15 Temmuz gecesiyle ilgili “tiyatro” “kontrollü darbe” söylemleri en başından beri var. Toplumumuzun bir kesimi de maalesef bu söylemlerin doğru olduğuna inanıyor. Ancak şehitlerimizin hayatlarına, o gece yaşadıklarına baktığınızda, bu hikâyeleri ailelerinden dinlediğinizde bunun mümkün olamayacağını net bir şekilde görüyorsunuz. Düşünün birbiriyle bağlantısı olması mümkün olmayan farklı yaştan, sosyal sınıftan, aileden, inançtan, etnik kökenden gelen bu insanlar tek bir amaç için hiç düşünmeden sokağa iniyor. Üzerlerine ateş açıldığında geri dönmüyorlar. Bu ülkenin bekası için kurşunların üzerine yürüyorlar. Bunun tiyatro olması mümkün mü? Kim bir “oyun” için canından vazgeçebilir? Asıl tiyatro 15 Temmuz gecesini itibarsızlaştırmak için ortaya atılan bu söylemlerdir. Kitapta özellikle ailelerimizden aldığımız mektuplarda satır aralarında şehitlerimizle ilgili verilen bilgiler de o gece kimsenin sonunu düşünmeden ve ne olacağını bilmeden meydanlara aktığını gösteriyor.
ŞEHİT FERDİ YURDUSEVEN
…
Seni uzaklara uğurladım. Ama göğüs kafesimden bir milim uzaklaşmadın. Senden sonra mevsimler geçirdim. Evimizden taşındım, elbiseler aldım kokunun sinmediği. Ama eşyalarını hâlâ saklıyorum.
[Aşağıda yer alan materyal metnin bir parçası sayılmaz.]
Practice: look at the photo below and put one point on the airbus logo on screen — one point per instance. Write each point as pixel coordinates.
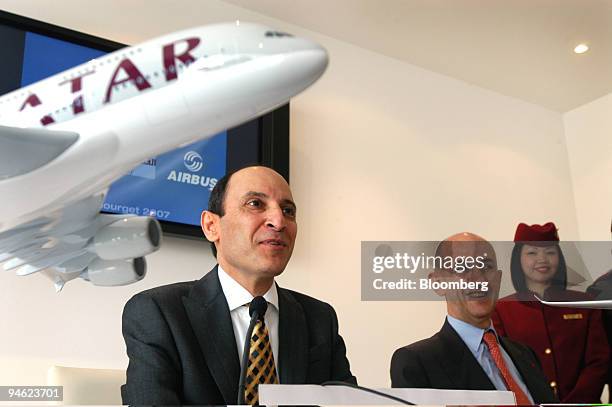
(193, 161)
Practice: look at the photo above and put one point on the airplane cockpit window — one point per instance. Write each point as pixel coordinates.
(277, 34)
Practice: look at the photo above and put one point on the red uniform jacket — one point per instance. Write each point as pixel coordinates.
(570, 342)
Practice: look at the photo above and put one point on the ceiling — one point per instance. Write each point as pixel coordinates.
(520, 48)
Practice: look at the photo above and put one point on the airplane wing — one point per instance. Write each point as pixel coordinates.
(25, 149)
(599, 304)
(78, 241)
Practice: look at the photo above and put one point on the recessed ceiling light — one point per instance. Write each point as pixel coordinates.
(581, 48)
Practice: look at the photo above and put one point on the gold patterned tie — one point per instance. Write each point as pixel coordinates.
(261, 368)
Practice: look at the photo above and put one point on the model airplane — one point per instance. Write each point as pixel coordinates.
(65, 139)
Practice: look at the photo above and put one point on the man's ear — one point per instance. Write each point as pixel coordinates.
(210, 225)
(436, 276)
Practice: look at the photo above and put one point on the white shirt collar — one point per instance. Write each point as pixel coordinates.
(237, 296)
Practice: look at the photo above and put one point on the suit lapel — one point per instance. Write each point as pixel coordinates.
(457, 360)
(293, 340)
(530, 373)
(210, 319)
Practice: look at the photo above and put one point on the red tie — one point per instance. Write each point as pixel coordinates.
(491, 341)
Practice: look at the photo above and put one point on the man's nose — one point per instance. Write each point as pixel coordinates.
(276, 219)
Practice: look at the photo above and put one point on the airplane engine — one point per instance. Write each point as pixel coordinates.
(110, 273)
(128, 238)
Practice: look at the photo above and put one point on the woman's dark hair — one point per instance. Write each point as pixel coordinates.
(559, 280)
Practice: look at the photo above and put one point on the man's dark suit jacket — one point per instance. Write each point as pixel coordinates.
(445, 362)
(182, 350)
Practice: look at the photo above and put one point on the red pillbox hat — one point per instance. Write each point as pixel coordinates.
(536, 233)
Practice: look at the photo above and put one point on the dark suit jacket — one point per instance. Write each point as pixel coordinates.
(445, 362)
(182, 350)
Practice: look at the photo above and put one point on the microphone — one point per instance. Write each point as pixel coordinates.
(257, 310)
(368, 390)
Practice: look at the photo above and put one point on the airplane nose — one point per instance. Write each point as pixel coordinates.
(302, 44)
(314, 54)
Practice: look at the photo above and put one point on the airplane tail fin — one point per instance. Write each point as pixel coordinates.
(24, 150)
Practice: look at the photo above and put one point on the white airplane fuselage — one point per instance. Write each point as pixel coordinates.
(141, 101)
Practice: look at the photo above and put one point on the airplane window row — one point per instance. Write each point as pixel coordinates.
(277, 34)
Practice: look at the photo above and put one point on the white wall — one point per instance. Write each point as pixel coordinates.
(380, 150)
(588, 130)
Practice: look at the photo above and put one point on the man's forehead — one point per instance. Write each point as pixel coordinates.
(471, 248)
(259, 181)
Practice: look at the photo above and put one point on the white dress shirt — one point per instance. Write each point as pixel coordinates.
(472, 337)
(238, 299)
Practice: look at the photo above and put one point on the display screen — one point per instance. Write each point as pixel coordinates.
(173, 187)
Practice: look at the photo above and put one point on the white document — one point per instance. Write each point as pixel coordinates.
(306, 394)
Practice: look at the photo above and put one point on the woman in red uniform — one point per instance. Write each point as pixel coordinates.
(570, 342)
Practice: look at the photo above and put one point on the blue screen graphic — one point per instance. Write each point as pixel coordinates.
(174, 186)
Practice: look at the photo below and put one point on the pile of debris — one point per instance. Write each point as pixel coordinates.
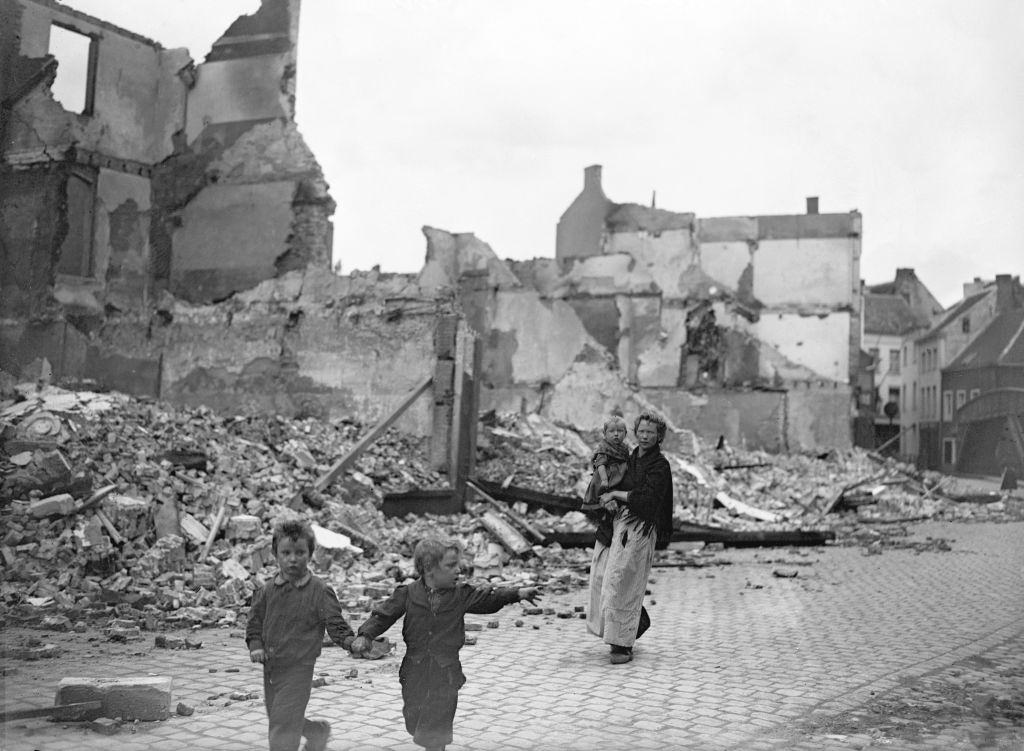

Hepsinde nefesin, kokun var. Sonra senden bahsettim oğlumuza; gülüşünden, onu nasıl sevdiğinden…
O kadar akıllı ve güzel çocuk oldu ki tıpkı sana benziyor.
…
Seninle o kadar gurur duyuyorum ki, hiç düşünmeden vatanına, bayrağına sahip çıktığın için.
Bir gün kavuşacağız şehidim
Yeliz Yurduseven – Şehidin Eşi
ŞEHİT AYDIN ÇOPUR
Canım kardeşim Aydın’ım,
Senden ayrılalı tam üç seneyi geçti kuzum. Bedenen bizden ayrıldın, ama ruhen hiç ayrılmadık. Her an aklımızdasın, kalbimizdesin. Seni o kadar çok özledik ki…
…
Ahmet desen hâlâ seninle oynadığı araba yarışlarını anlatıyor. Şu an 7 yaşında. Ona seni anlatıyoruz. Düşmana karşı nasıl cesurca göğüs gerdiğini, toptan tanktan korkmadan imanınla “Vatanım,
milletim!” deyip düşmanın üzerine savunmasız, sadece imanın gücüyle yürüdüğünü anlatıyoruz. “Senin kahraman bir dayın var. Vatanımızı, milletimizi, istikbalimizi Allah’ın izniyle kurtardı.” diyoruz. “Sen de dayın gibi güçlü ol. Vatanını, milletini çok sev ve düşmana geçit verme yavrum.” diye aşılıyoruz. Yaşı küçük olmasına rağmen idrak edebiliyor. Seninle gurur duyuyor.